However, new measurements show that sea levels have fallen 2.5 inches since that time. Similar sea-level declines have been recorded in Nauru and the Solomon Islands.
Indian Ocean
Nils-Axel Mörner and his colleagues published a well-documented paper showing that sea levels in the Maldives have fallen substantially – fallen! – in the last 30 years. I find it curious that we haven't heard about this.
"The Maldives in the central Indian Ocean consist of some 1,200 individual islands grouped in about 20 larger atolls," says Mörner. In-as-much as the islands rise only three to seven feet above sea level, they have been condemned by the IPCC (Intergovernmental Panel on Climate Change) to flooding in the near future.
Mörner disagrees with this scenario. "In our study of the coastal dynamics and the geomorphology of the shores," writes Mörner, "we were unable to detect any traces of a recent sea level rise.
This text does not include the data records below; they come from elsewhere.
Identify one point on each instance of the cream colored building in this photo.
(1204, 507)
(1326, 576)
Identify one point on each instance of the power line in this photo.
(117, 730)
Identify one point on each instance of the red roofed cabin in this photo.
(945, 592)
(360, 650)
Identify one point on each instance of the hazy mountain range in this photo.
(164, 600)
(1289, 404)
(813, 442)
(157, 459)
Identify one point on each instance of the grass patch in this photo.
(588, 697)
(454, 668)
On the contrary, we found quite clear morphological indications of a recent fall in sea level."
Mörner’s group found that sea levels stood about 60 cm higher around A.D. 1150 than today, and more recently, about 30 cm higher than today.
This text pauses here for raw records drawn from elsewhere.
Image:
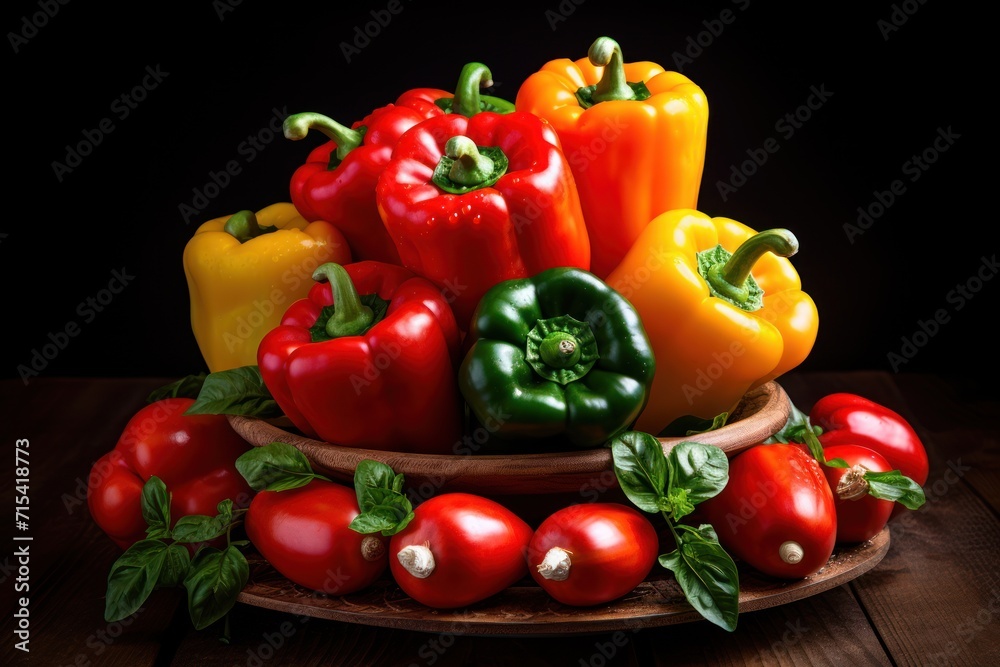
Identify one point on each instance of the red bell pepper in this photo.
(471, 202)
(337, 181)
(368, 360)
(466, 100)
(851, 419)
(194, 455)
"From the shape and freshness," Mörner says, "one would assume that the sea level fall took place in the last 50 years, or so."
In the last 50 years!
I find it difficult to understand how the IPCC could have missed this information - unless they did it deliberately.
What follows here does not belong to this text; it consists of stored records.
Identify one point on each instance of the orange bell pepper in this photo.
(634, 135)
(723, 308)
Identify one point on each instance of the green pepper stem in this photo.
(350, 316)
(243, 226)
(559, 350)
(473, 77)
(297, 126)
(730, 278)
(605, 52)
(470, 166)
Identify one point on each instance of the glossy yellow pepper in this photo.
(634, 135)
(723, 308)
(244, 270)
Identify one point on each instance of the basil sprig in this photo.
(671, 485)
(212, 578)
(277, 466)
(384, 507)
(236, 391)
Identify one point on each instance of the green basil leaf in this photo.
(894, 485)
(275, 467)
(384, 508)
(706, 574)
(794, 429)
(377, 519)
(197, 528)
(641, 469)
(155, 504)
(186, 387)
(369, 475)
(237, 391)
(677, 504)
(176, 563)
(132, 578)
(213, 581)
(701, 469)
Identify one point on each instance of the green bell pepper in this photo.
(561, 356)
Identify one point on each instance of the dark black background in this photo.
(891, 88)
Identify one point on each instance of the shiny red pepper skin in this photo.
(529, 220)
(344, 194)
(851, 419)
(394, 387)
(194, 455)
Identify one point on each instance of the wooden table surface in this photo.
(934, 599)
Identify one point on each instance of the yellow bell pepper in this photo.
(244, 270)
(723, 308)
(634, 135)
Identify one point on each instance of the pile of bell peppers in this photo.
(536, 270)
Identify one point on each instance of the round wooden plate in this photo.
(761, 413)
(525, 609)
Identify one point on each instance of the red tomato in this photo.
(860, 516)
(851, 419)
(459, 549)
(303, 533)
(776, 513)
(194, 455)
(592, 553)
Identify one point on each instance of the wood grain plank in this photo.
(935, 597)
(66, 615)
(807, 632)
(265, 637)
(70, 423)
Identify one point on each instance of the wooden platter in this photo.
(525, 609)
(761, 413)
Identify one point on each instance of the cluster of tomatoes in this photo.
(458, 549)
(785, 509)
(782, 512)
All they had to do was ask the locals.
"Local people report that the dhonis (local fishing boats) could pass straight across theMaduvvare Falhus thila in the 1970s and 1980s," Mörner reports, "whilst they in the last 15 years have had to make a detour around the thila, because it is now too shallow. The thila has not grown, so it must be the sea that has fallen."
"In the IPCC scenarios," Mörner concludes, "the Maldives were condemned to disappear in the near future." "Our documentation of actual field evidence contradicts this hypothesis."
Artic Ocean
Arctic sea level has been falling more than 2mm a year - a movement that [supposedly] sets the region against the global trend of rising waters. A Dutch-UK team made the discovery after analyzing radar altimetry data gathered by Europe 's ERS-2 satellite.
"We have high confidence in the results; it's now down to the geophysics community to explain them," said Dr Remko Scharroo, from consultants Altimetrics LLC, who led the study.
The European Space Agency's (Esa) ERS-2 satellite has been making observations of the Earth from its 800km-high polar orbit for over 10 years.
Correcting the data to take account of ocean tides, wave heights, air pressure, and atmospheric effects that might bias the signal, Dr Scharroo and colleagues established seasonal and yearly sea-level trends in the Arctic (from 60 to 82 degrees latitude) for the period 1995 to 2003. The analysis reveals an average 2.17mm fall per annum.
Taking a global view, ERS-2 still records a sea-level rise. It's interesting, how each study shows that that study's particular location is the only location where sea levels are falling.
Analysis of Russian tide gauges by Andrey Proshutinsky from the Woods Hole Oceanographic Institution (WHOI), US, also hinted at a sea-level fall during the 1990s. He said this seemed to fit with the phases of the so-called Arctic Oscillation, a seesaw pattern of change in atmospheric pressure over the polar region and mid latitudes.
"This is something like decadal variability. Sea level goes up and down, up and down - but in general, it rises," Proshutinsky explained.